Lice, Mites and other Parasites
Like us and other animals, rats get lice, mites, fleas and other parasites. This is not a sign of being looked after poorly or bad living conditions, but it if left untreated they can lead to other issues. Lice, mites and other parasites are very common and they need to be treated regularly just like you would a dog or cat. Now you are probably thinking if I have treated them already, doesn’t that mean they are gone? Sadly no… Rats can come into contact with the problem again via things like other rats, and litter. Litter usually sits in warehouses and pet shop for long period of time, these places are a common factor for carrying things like lice and other parasites.
Common symptoms of lice and mites are itching and scabbing, most common around the neck and shoulder area. Lice are hard to spot unless you take the time to find them or the problem has gone untreated for a long period of time. Mites on the other hand are not visible to the human eye, your vet will probably take a skin scrapping to verify that there are parasites present, however these tests often result in a false negative. So you should consider treatment to be on the safe side.
Ivermectin ( ivermec) or Revolution are the 2 most common treatments that are prescribed to rid of the parasites. I personalty don’t suggest the ivermectin be injected. This method of dosing can often lead to an overdose which can cause permanent nerve damage or kill your rat. In my opinion ivermectin should be dosed topically or orally. Injectable ivermectin may be used topically by placing the correct dosage on neck of the rat and allowing the rat to groom itself, hereby ingesting the medication. The dose will be different per rat due to their weight and size, always check with your vet before dosing your rats to make sure you are giving them correct amount.
Do not dose babies or pregnant/nursing doe’s without first consenting with a vet.

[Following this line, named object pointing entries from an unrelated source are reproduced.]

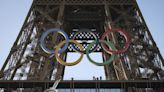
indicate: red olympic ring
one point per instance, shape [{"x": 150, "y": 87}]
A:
[{"x": 126, "y": 45}]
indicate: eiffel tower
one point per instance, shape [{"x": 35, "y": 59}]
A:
[{"x": 33, "y": 64}]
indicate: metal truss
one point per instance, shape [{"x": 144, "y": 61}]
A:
[{"x": 27, "y": 61}]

To make treatment successful you will need to treat all rats in your colony, even if others are not showing symptoms. Like us some rats will react differently to the parasites, so just because they don’t seem to show signs of them that does not mean they do not have them, treat one…. treat all. You will also have to make sure you treat the rats living area, you will need to thoroughly scrub the cage (1 part bleach to 10 parts water is recommended, make sure the cage is completely dry before you return the rats), throw out all litter, wash any cloth material and plastic toys in the cage and throw out any wooden/cardboard toys or boxes they have come into contact with. If you have any bedding or litter that has not yet been used, you should freeze them for at lest 24 hours before using to kill off any lice or mites that may be living in them to avoid further contact.
You should notice less scratching and fewer scabs within 2 – 3 days of the first treatment. Often a bath will help to sooth the skin of the rat while waiting for the medication to kick in. Trimming the nails of the itchy rat may also help the scabs to heal faster.

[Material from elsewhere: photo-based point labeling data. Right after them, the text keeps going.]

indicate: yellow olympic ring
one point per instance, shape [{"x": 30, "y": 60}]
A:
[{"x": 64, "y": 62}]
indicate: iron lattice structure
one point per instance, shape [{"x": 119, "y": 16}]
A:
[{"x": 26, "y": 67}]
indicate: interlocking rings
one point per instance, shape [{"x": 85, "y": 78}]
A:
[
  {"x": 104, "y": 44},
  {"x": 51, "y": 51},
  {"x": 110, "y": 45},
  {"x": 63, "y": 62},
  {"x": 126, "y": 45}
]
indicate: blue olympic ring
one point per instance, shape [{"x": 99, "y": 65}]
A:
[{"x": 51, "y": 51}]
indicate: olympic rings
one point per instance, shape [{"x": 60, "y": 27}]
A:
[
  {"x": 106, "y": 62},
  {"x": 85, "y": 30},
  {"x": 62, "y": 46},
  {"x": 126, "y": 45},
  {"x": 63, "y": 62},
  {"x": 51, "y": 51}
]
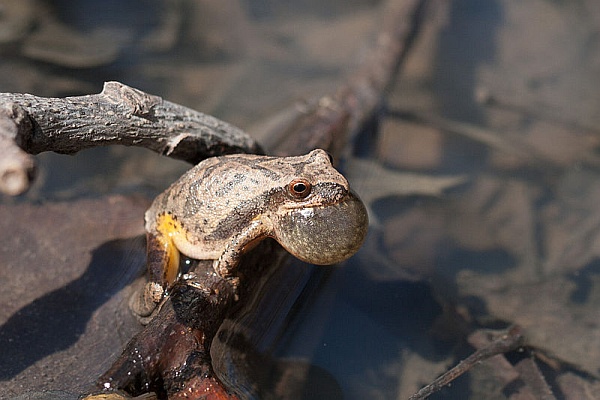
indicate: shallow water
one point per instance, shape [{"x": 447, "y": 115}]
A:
[{"x": 497, "y": 97}]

What is bumblefoot you ask? Bumblefoot is where the rats foot becomes swollen and develops tiny red calluses type blisters under the foot.If left untreated they become quiet large and will bleed and scab over. As you can imagine this will cause the rat a lot of pain and restrict their movement and ability to look after them selves.

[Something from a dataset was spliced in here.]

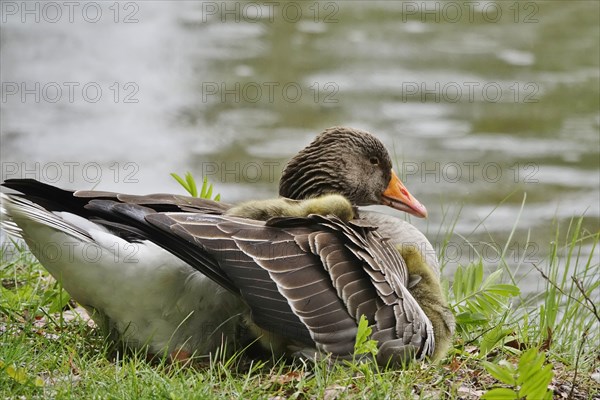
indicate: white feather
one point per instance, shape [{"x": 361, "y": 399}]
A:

While a lot of people are yet to decide weather bumblefoot is a genetic issue or a care issue, I believe it is better to be safe then sorry. Prevention is always the best place to start, so how can you try and prevent this from happening to your fur babies? Make sure all cage surfaces are clean, smooth and dry. Walking around in there own mess is said to be a big factor in how the issue starts. Any rough surfaces in their cage can cause injury’s to their feet, the tiniest of scratches can become infected and this is more likely to occur if they are covered in mess. Make sure you cover all wire grill floors and shelves with things like fleece, lino, tiles, fluteboard etc and keep them clean and dry as best as you can. If you do these things along with a good healthy diet and lots of exercise you should have no issues.
If you do however find that your rats have bumblefoot, no matter how bad it is, please take them to the vet and get them treatment. Don’t leave it and hope it goes away, as it wont and will get worse, and it can lead to other health issues if your rat is not able to get them self to there food and water bottle.